Esse sistema de apoio me ajuda a manter o equilíbrio. Há também um elemento essencial: meu time, que é excelente e me permite desenvolver o estilo de liderança que gosto. Sou o tipo de líder que não tem vaidade de querer saber mais do que a equipe. Para mim, tem muito valor aprender com o outro.
Meu papel como liderança é gerenciar pessoas: mostro e acelero caminhos, dando liberdade para que assumam o protagonismo em suas pautas. Como são muito competentes tecnicamente, isso se torna mais fácil. Quando é necessário algum realinhamento ou uma postura mais diretiva, isso ocorre sem prejuízo da relação. Ouço muito e dou espaço à criação e à colaboração. Uma vez que se lidera bem as pessoas e se tem as pessoas certas, o trabalho aparece.

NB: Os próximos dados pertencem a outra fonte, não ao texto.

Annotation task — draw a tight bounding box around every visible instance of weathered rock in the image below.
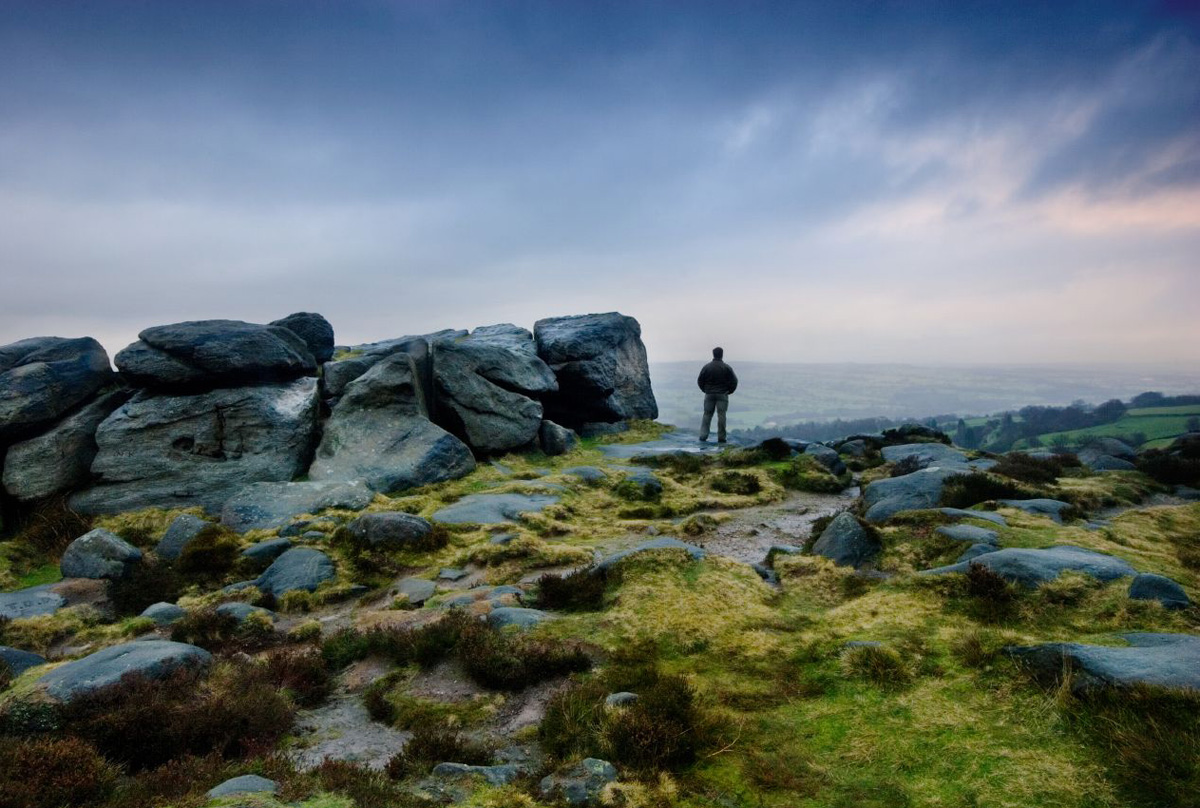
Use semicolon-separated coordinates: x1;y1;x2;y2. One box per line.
70;378;320;514
535;313;657;427
36;640;212;702
939;507;1008;527
935;524;999;545
0;336;114;442
837;439;868;457
270;312;335;364
1080;451;1136;472
432;762;524;787
1128;573;1191;610
221;480;374;532
432;493;559;525
540;758;619;806
207;775;279;799
241;538;293;568
540;420;578;456
1;389;129;501
439;567;469;581
60;528;142;579
140;602;187;625
805;444;847;475
155;514;213;561
617;468;663;500
1175;485;1200;501
216;602;275;623
346;512;433;547
579;421;629;438
115;319;316;390
997;498;1074;523
595;538;706;572
1083;437;1137;461
0;585;65;619
957;543;999;563
396;577;437;606
1007;633;1200;692
488;607;551;629
309;353;474;493
605;691;639;707
255;547;336;597
923;545;1136;586
863;468;961;523
881;442;972;469
811;512;881;568
0;646;46;676
564;466;607;483
440;585;525;609
431;329;557;455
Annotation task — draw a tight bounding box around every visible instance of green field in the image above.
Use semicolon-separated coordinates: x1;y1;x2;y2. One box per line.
1020;406;1200;449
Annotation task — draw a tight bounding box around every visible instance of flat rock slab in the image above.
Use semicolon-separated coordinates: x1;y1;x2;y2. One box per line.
222;480;374;532
563;466;607;483
216;602;275;622
440;585;525;609
37;640;212;703
140;602;187;625
396;578;437;605
207;774;278;799
432;493;560;525
432;762;525;786
882;443;972;469
255;547;336;596
596;538;706;572
864;467;961;523
488;607;551;629
939;508;1008;527
289;694;411;771
0;646;46;676
935;524;999;545
241;538;293;567
957;544;999;563
923;545;1136;587
0;584;65;619
1007;633;1200;692
598;431;744;461
998;499;1074;523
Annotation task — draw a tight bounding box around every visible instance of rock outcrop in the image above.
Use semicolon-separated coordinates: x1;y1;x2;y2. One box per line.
36;640;212;703
0;336;114;442
1007;633;1200;692
923;545;1136;586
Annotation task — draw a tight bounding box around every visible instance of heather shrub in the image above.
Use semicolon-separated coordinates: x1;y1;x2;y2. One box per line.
535;566;606;611
0;735;118;808
168;607;242;651
11;496;92;557
384;725;493;780
710;470;762;495
939;473;1035;509
990;452;1077;485
890;455;924;477
776;455;845;493
262;646;333;707
174;525;240;577
107;560;183;616
456;619;590;691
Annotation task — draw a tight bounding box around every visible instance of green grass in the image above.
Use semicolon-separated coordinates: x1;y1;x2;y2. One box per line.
1021;413;1198;449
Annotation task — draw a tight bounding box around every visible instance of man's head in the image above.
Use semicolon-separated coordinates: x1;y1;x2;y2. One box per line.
712;347;723;360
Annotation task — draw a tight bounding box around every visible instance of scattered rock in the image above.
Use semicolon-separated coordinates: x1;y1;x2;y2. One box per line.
0;646;46;676
0;336;114;442
115;319;316;390
221;480;374;532
432;493;560;525
805;444;846;475
1082;437;1137;461
1006;633;1200;692
60;528;142;579
431;762;524;786
206;774;279;799
71;378;320;514
837;439;868;457
535;312;657;427
396;578;437;606
36;640;212;703
935;524;999;545
605;692;639;707
1;388;129;501
1080;452;1136;472
488;607;551;629
0;585;65;620
540;758;620;806
1128;573;1191;610
216;602;275;623
595;538;706;572
540;419;578;456
997;499;1074;523
255;548;336;597
140;602;187;625
957;544;999;563
241;538;294;567
440;585;525;609
811;512;880;568
564;466;607;483
489;532;518;545
863;468;961;523
439;567;469;582
617;468;662;499
270;312;335;363
923;545;1136;587
156;514;213;561
345;512;433;547
938;507;1008;527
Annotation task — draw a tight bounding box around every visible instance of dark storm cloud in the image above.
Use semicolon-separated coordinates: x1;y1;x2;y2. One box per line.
0;0;1197;363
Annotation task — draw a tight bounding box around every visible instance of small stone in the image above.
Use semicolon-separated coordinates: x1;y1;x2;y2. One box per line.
206;774;279;799
488;607;550;629
439;568;469;581
1129;573;1191;610
605;692;639;707
140;602;187;625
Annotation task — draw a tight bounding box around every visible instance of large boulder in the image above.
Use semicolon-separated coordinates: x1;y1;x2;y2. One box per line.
1128;573;1191;610
539;420;578;456
70;378;320;514
534;313;657;427
1006;633;1200;693
114;319;317;390
805;444;847;475
863;467;961;522
811;512;880;568
2;388;128;501
323;329;466;401
270;312;335;363
922;545;1136;587
308;353;475;493
36;640;212;703
255;547;336;597
345;512;433;547
220;480;374;532
60;528;142;579
0;646;45;676
431;327;558;455
0;337;114;442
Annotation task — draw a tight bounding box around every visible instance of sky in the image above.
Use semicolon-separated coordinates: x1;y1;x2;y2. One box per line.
1;0;1199;366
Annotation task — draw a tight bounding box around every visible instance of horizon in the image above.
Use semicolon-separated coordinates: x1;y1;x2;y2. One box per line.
2;1;1199;366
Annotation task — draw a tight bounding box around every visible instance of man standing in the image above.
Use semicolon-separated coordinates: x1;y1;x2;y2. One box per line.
697;346;737;443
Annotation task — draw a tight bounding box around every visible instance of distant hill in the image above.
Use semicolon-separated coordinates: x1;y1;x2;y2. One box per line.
650;361;1200;430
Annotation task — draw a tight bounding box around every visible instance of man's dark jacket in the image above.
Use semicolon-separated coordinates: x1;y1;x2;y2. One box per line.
697;359;738;395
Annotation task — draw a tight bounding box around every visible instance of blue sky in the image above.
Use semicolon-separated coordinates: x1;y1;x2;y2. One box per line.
2;1;1198;365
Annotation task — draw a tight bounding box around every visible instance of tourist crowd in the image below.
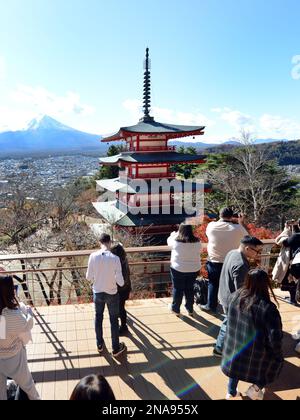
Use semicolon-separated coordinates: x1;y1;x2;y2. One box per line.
0;209;299;400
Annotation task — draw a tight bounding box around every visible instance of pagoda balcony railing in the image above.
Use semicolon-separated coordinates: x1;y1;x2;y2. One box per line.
0;241;278;307
127;146;176;152
128;172;177;180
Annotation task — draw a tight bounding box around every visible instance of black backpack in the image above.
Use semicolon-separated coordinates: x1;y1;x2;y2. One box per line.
194;278;208;306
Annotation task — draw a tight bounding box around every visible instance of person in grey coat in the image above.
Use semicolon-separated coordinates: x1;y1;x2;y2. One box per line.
222;269;283;400
214;236;263;356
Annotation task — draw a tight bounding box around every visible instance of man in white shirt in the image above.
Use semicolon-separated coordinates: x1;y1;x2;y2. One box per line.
201;208;248;314
86;233;127;358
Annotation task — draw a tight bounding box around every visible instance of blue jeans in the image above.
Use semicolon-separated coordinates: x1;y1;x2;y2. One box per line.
170;268;198;314
228;377;239;396
215;308;227;352
93;292;120;352
206;261;223;311
228;377;265;396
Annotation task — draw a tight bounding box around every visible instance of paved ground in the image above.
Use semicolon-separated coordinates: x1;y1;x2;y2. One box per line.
27;292;300;400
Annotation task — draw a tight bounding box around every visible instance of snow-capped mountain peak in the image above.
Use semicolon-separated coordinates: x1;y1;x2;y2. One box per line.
25;115;73;131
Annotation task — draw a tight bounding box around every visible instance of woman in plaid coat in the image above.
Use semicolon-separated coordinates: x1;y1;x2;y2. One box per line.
221;269;283;400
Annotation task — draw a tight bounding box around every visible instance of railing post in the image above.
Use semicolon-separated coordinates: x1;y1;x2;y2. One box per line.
260;243;275;273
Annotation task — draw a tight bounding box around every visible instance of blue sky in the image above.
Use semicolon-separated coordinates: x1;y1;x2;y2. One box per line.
0;0;300;142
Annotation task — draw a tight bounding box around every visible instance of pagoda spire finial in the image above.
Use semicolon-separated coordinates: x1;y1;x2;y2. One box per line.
141;47;154;122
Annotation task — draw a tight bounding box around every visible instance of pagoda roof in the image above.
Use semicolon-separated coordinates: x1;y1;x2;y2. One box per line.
93;201;198;227
128;177;211;193
93;201;125;224
102;121;205;142
96;178;136;194
116;212;190;227
99;151;206;165
96;178;211;194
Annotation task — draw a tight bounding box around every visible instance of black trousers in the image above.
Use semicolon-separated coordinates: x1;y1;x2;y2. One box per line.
281;272;297;303
119;289;130;327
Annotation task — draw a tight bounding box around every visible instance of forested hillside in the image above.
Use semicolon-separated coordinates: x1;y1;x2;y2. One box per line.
205;140;300;165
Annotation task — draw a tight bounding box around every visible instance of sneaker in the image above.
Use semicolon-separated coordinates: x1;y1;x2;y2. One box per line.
225;391;241;400
119;325;129;336
168;304;180;317
213;347;223;358
284;297;299;306
200;305;216;314
97;344;104;354
246;384;265;400
112;342;127;358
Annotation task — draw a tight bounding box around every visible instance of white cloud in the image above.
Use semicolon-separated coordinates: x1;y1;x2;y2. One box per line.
10;85;95;117
0;85;96;132
220;109;254;131
123;101;300;142
122;99;142;121
260;114;300;139
291;55;300;80
122;98;215;128
0;107;35;132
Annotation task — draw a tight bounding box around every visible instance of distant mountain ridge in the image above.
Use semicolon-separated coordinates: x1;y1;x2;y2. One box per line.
0;115;295;157
170;137;290;149
0;115;104;156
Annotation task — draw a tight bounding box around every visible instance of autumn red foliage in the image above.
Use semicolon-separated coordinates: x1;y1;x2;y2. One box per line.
246;224;279;239
193;217;279;278
194;217;279;242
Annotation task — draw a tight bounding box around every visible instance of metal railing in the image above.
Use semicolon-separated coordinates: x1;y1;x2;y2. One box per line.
0;241;279;307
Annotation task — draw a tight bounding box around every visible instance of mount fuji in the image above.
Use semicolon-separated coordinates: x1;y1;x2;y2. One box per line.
0;115;104;156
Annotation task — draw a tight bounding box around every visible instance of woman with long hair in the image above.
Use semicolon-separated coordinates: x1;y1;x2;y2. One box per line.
221;269;283;400
0;275;40;400
167;224;201;316
111;243;131;335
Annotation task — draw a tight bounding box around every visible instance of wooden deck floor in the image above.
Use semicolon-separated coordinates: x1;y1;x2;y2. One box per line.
28;293;300;400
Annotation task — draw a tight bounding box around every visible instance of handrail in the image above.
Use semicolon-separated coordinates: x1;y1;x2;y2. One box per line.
2;260;172;275
0;245;172;262
0;240;277;262
0;241;279;306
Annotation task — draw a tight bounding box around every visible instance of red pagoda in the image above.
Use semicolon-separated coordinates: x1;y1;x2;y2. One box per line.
94;49;209;241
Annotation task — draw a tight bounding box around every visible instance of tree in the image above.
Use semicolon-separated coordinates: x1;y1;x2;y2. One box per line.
94;145;126;181
172;146;198;179
0;178;99;306
0;187;49;304
197;131;298;227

Você mencionou o vanguardismo. Faz muita diferença quando há alguém em quem se inspirar. Pode falar um pouco sobre essa missão, o significado de ser inspiração e o que diria hoje às meninas que se espelham em você?
Quando comecei a ser vista como referência, senti muito medo. Não queria ser referência. Com o tempo, porém, passei a encarar esse papel sob a minha própria perspectiva. Eu não tive referências. Trabalhei a vida inteira com homens – e continuo trabalhando. Olhava ao redor e não via alguém que me inspirasse a ponto de pensar: “Que incrível essa mulher, quero seguir esse caminho!”.
Quando percebi que era vista dessa forma, saí do medo e do susto e adotei o zelo com esse papel e essa responsabilidade. Hoje lido com isso como uma missão. Tenho clareza de que meu propósito de vida é transformar a vida das pessoas por meio do meu trabalho. Ser referência é mostrar o caminho – inclusive meus erros -, porque isso prova que é possível. Mostro os acertos, os desafios, as quedas, as dificuldades, mas ainda assim é uma jornada possível.
Quando sou convidada para dar uma palestra, preparo-me com o máximo de rigor, porque não posso decepcionar. Não apenas porque há quem procure falhas para criticar, mas principalmente porque represento muitas pessoas. Quando subo a um palco, represento várias outras mulheres – e, sobretudo, mulheres negras – que precisam mostrar à sociedade que é possível.
Lido com isso com seriedade, responsabilidade e espírito de missão, semeando para as que virão depois. Costumo dizer que meu papel é facilitar a vida de quem vem depois de mim. Sigo a lógica de não reter o que aprendo, compartilhando como uma espécie de utilidade pública, para que outras pessoas possam se inspirar, se espelhar, aprender com meus erros e simplificar seus próprios caminhos.
Acima de tudo, quero mostrar que é possível, será difícil, mas ainda assim é possível.